Soil microbiome profiling is critical for understanding microbial diversity and its roles in ecosystem functioning and agricultural productivity. Recent advancements in highthroughput sequencing, particularly Pacific Biosciences (PacBio) and Oxford Nanopore Technologies (ONT), offer long-read sequencing capabilities that enhance microbial community analysis. In this study, we performed a comparative evaluation of 16S rRNA gene sequencing using Illumina (V4 and V3-V4 regions), PacBio (full-length and trimmed V3-V4/V4 regions), and ONT (full-length) to assess bacterial diversity in soil microbiomes. We analyzed three distinct soil types and applied standardized bioinformatics pipelines tailored to each platform. To ensure comparability, sequencing depth was normalized across platforms (10,000, 20,000, 25,000, and 35,000 reads per sample).

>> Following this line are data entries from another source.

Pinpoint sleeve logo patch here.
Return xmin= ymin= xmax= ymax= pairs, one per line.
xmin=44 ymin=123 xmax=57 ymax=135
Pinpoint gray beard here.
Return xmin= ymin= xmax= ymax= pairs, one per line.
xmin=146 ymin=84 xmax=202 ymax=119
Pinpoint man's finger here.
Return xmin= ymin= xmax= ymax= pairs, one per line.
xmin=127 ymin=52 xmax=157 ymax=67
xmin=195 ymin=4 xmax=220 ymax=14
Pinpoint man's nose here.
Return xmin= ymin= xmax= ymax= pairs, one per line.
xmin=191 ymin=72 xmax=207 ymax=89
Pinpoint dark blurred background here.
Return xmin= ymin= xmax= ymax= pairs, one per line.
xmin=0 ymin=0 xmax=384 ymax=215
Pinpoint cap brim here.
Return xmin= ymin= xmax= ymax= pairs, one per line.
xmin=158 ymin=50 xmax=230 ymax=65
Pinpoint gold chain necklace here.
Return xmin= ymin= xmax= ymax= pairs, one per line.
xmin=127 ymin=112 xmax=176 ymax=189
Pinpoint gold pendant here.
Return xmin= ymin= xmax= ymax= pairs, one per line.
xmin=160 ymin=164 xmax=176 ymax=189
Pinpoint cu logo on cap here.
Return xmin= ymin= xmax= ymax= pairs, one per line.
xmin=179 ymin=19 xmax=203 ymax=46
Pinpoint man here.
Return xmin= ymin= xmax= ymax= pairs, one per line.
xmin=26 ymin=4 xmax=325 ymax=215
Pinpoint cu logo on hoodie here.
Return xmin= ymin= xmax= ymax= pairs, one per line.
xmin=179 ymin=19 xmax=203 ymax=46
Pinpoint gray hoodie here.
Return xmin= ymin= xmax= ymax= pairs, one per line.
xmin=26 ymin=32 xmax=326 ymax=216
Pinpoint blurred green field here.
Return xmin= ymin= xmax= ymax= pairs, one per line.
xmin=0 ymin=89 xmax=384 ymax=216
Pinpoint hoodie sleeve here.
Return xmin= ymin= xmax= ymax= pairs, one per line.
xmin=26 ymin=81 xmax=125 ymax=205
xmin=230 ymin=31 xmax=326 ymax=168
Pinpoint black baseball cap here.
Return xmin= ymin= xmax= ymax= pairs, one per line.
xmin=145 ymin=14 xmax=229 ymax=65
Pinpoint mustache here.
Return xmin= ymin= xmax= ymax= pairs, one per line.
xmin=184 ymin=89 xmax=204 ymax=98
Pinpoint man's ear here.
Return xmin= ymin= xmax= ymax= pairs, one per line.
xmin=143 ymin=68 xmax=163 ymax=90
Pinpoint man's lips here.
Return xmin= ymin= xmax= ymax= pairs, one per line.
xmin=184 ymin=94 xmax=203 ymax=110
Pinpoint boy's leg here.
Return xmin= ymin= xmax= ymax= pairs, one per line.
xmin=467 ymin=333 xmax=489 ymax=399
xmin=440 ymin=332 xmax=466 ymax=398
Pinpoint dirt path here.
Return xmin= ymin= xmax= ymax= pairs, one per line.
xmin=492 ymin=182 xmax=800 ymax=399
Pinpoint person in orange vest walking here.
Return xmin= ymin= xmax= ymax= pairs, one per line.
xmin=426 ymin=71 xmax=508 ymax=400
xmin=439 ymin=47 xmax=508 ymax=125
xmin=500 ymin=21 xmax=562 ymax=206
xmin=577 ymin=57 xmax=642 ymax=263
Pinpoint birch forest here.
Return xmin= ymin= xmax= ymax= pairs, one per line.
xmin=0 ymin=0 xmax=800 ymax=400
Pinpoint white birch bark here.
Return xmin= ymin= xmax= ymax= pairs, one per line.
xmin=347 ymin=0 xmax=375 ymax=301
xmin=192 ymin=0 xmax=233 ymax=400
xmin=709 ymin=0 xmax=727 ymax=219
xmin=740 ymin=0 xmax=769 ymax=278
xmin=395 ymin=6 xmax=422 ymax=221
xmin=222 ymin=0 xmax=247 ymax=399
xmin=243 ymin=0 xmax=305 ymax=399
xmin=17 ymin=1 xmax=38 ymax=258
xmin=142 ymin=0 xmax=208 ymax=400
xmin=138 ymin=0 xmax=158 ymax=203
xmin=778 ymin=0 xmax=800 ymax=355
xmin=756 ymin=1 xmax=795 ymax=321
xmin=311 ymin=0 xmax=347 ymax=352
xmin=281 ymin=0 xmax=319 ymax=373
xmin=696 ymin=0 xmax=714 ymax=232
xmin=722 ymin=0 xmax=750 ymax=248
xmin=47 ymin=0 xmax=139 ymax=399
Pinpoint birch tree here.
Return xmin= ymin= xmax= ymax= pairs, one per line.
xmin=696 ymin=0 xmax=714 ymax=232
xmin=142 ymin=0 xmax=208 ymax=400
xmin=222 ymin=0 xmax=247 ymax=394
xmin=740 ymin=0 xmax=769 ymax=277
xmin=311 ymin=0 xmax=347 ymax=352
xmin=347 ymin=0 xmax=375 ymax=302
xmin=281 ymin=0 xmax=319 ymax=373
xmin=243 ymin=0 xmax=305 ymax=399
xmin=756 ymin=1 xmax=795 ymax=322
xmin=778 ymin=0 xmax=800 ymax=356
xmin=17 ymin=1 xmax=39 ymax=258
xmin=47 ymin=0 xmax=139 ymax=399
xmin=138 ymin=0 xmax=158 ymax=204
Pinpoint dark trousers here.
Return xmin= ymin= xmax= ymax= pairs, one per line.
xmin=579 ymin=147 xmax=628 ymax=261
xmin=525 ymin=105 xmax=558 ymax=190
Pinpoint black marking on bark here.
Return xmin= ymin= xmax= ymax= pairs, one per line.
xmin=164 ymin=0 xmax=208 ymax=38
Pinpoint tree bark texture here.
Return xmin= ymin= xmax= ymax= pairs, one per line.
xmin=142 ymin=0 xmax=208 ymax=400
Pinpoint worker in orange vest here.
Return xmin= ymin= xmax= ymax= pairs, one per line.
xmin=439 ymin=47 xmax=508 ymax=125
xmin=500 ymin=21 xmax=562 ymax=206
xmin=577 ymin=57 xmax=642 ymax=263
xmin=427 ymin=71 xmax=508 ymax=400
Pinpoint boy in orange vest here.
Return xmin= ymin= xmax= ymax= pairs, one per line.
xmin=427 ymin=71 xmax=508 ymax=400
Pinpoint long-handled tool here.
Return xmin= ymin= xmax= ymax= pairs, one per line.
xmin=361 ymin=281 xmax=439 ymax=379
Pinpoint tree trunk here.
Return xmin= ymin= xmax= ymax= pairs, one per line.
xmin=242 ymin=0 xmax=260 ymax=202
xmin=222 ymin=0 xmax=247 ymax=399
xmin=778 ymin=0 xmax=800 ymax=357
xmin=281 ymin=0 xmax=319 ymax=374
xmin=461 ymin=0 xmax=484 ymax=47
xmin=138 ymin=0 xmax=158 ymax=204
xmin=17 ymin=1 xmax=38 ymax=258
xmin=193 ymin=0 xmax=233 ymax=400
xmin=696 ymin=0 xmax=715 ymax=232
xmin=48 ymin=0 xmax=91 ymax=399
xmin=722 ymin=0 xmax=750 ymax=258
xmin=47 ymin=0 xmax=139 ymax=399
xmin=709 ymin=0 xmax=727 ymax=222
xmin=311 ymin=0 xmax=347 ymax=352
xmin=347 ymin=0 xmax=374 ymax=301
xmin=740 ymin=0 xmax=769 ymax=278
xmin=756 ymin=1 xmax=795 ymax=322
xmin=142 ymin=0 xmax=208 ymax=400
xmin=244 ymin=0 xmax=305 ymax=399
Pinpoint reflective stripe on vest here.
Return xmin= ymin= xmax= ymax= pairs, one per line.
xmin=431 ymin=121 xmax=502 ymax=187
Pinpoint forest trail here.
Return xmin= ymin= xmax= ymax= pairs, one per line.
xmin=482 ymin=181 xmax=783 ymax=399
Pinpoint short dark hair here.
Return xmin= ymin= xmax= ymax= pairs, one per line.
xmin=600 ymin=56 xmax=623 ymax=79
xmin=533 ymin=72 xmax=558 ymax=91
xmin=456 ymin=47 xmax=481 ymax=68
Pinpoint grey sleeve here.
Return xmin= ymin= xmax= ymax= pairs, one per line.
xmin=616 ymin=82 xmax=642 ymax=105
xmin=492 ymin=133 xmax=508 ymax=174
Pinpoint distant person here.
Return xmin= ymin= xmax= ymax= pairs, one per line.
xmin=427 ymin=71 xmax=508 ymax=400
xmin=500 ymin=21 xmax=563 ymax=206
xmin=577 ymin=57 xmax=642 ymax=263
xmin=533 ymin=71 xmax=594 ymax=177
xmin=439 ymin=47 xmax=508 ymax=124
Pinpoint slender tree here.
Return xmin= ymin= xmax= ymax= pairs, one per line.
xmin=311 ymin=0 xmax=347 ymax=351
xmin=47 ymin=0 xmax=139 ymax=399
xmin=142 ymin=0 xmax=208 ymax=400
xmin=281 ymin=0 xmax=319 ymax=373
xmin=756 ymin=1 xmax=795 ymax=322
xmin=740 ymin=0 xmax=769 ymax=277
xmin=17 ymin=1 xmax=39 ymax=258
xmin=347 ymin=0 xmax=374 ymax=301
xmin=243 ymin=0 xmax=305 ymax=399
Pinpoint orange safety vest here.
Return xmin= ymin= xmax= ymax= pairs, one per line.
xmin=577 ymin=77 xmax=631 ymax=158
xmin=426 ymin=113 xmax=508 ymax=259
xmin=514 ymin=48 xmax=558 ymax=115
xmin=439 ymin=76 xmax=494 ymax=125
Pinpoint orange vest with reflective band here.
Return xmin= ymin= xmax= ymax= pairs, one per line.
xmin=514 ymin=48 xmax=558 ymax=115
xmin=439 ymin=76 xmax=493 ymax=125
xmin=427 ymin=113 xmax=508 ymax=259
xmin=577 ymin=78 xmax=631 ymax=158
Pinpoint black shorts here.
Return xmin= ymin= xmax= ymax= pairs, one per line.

Our results demonstrated that ONT and PacBio provided comparable bacterial diversity assessments, with PacBio showing slightly higher efficiency in detecting low-abundance taxa. Despite differences in sequencing accuracy, ONT produced results that closely matched those of PacBio, suggesting that ONT's inherent sequencing errors do not significantly affect the interpretation of well-represented taxa. Our study demonstrated that, regardless of the sequencing technology used and the choice of the target region (full-length 16S rRNA gene or its regions), microbial community analysis ensures clear clustering of samples based on soil type. The only exception is the V4 region, where no soil-type clustering is observed (P = 0.79). These results provide a comprehensive evaluation of sequencing platform performance.